I could leave it there. I could keep this surface-level, safe. Instead, a small part of me leans in and says, “Her dad … he left a while ago. We’re fine. We’re better than fine.” I let out a breath. “Trust is complicated.”

“Yeah,” he says softly. “It is.”

The swing slows. His shoulder is close enough that I can feel the warmth of him through the whisper of space between us. He smells like … something I can’t quite describe. Whatever it is, it’s delicious and very masculine.

“I don’t usually invite people to sit here,” I say, voice barely above a whisper. “I don’t even … I mean, it’s been a long time since I …” I trail off, embarrassed by my own clumsiness.

He doesn’t make me finish. “You don’t owe me anything,” he says. “Conversation included.”

“I know.” Finally, I meet his gaze and it’s almost painful, but I want to. He looks at my mouth for a fraction of a second before catching himself and lifting his eyes back to mine.

Somewhere down the street, another car passes and keeps going. He clears his throat gently. “I should go. It’s late. You’ve got school in the morning.” A small smile touches his mouth. “Well, Ivy does.”

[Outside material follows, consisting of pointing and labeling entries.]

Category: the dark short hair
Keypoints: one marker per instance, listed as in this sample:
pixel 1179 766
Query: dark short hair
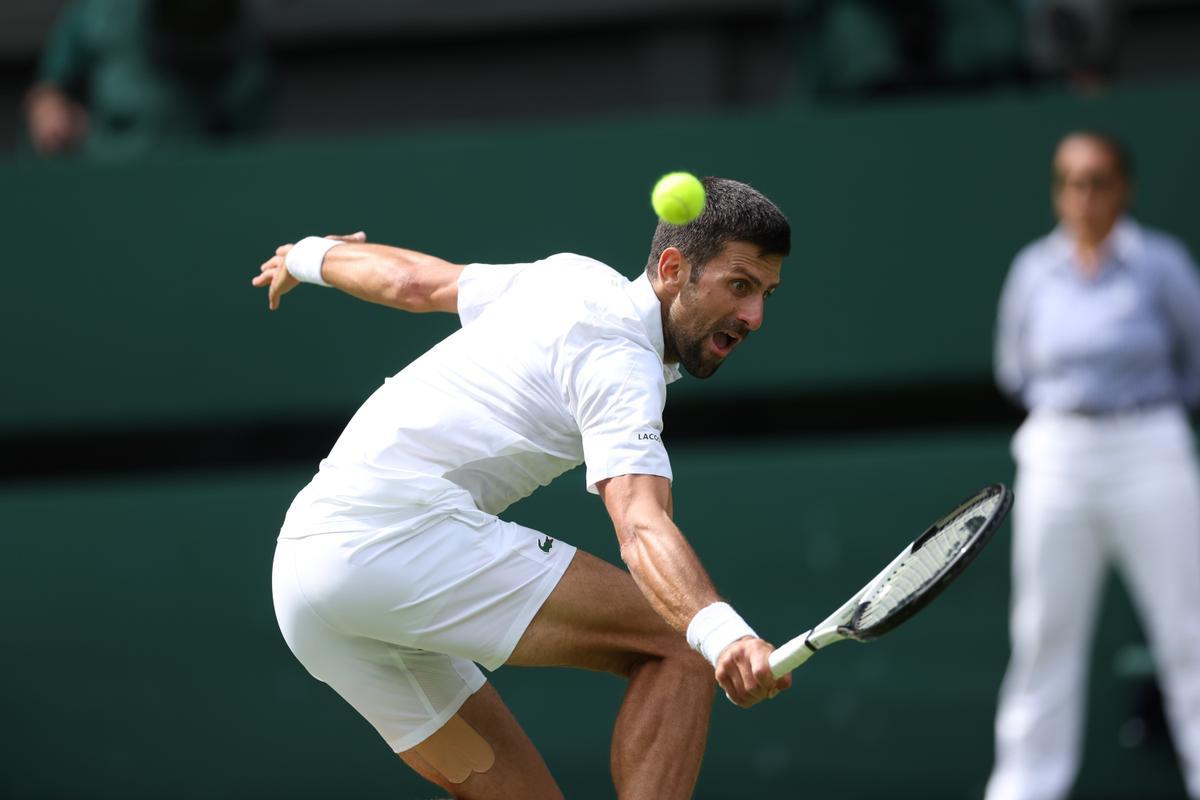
pixel 733 211
pixel 1122 156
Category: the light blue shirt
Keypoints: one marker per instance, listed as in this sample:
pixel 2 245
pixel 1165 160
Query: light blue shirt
pixel 1127 337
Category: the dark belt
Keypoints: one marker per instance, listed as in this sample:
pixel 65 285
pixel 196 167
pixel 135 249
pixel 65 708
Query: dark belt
pixel 1135 409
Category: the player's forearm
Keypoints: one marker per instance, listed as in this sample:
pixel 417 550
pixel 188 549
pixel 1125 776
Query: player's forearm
pixel 665 569
pixel 394 276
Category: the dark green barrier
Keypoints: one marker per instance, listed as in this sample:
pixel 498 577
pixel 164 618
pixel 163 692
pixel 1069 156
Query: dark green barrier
pixel 126 294
pixel 142 657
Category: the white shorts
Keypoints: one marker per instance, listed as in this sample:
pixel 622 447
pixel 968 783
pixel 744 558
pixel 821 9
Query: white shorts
pixel 393 620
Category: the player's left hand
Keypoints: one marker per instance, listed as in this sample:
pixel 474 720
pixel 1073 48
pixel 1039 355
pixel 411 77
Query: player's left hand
pixel 743 671
pixel 274 272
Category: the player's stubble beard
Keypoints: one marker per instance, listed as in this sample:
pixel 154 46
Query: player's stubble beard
pixel 687 338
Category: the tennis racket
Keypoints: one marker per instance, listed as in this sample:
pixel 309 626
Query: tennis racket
pixel 906 585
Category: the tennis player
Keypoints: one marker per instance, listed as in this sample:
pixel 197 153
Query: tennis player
pixel 394 576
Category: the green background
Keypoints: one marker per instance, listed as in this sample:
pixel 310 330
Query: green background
pixel 141 653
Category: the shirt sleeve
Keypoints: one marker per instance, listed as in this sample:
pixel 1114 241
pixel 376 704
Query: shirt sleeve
pixel 1181 305
pixel 479 284
pixel 616 391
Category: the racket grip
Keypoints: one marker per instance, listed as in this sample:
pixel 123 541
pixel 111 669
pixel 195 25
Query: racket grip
pixel 791 655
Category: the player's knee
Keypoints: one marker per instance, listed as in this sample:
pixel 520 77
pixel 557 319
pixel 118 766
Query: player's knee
pixel 675 655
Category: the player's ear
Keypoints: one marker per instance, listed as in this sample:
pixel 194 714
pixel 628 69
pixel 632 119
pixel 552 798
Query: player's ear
pixel 673 270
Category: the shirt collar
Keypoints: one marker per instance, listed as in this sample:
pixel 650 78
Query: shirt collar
pixel 1122 246
pixel 649 311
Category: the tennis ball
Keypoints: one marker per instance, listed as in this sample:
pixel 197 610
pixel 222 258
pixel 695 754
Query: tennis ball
pixel 678 198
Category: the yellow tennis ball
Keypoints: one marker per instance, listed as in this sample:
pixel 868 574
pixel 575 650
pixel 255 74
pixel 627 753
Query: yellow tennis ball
pixel 678 198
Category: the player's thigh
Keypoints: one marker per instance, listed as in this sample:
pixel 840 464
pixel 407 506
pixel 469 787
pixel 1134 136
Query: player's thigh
pixel 483 753
pixel 597 618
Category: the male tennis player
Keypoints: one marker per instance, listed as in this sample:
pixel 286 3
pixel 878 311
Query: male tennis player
pixel 394 575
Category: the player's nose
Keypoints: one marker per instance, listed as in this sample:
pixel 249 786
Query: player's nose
pixel 750 313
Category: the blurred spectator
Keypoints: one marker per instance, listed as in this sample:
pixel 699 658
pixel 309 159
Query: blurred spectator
pixel 1098 337
pixel 118 77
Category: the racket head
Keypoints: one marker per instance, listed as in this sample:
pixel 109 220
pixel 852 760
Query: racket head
pixel 929 564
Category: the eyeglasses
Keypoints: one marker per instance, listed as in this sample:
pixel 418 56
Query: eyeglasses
pixel 1090 182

“Yeah, Monday will be here soon.” My hands don’t seem to want to move even though my head nods. “Thank you for the … frontier medicine.”

He stands, and the swing tilts a little. I steady myself on the chain. He reaches out as if by reflex to catch the back of the swing. His hand just barely grazes my shoulder, and I shudder from the slight touch. He pulls back slowly, careful like a man defusing something fragile.

“I’m around the ranch most days,” he says, eyes on mine. “If you need anything … or if the champion pumpkin tries to roll away.”

I huff a laugh. “I’ll nail it to the porch.”

“Are you going to carve it?” he asks, looking it over once more. “I’d be happy to give you and Ivy a hand with it.”

“Let me ask her first,” I say, using Ivy as my excuse not to give a solid answer.

We hover in that awkward, sweet space where goodbye could become something else if a person wanted to make a mess of their life. I don’t. Not tonight.

“Good night, Hannah,” he says, my name doing a strange, traitorous thing to my knees.

“Good night, Levi.”

He steps down from the porch. He then turns back around and pulls out his wallet. He rummages for a second and hands me a card.

“Anything you need, here’s my number,” he says, smiling. His eyes twinkle as he looks at my reaction. “Anything, Hannah. Give me a call.”

“I will,” I say, and it’s the bravest thing I’ve said in a long time. Because as much as I’d love to just jump into his arms and hug him right now, I’m a coward. He seems too interested. Too good to be true.

He heads down the walk. At the sidewalk, he turns and lifts a hand. I lift mine back. Then he’s a dark shape moving toward the truck, a door closing, an engine turning over.

I sit on the swing until he’s driven away, my thumb moving back and forth over the card he just gave me. My guard is still there, but it doesn’t feel like a wall tonight. More like a gate I’ve set my hand on, undecided whether to push it open.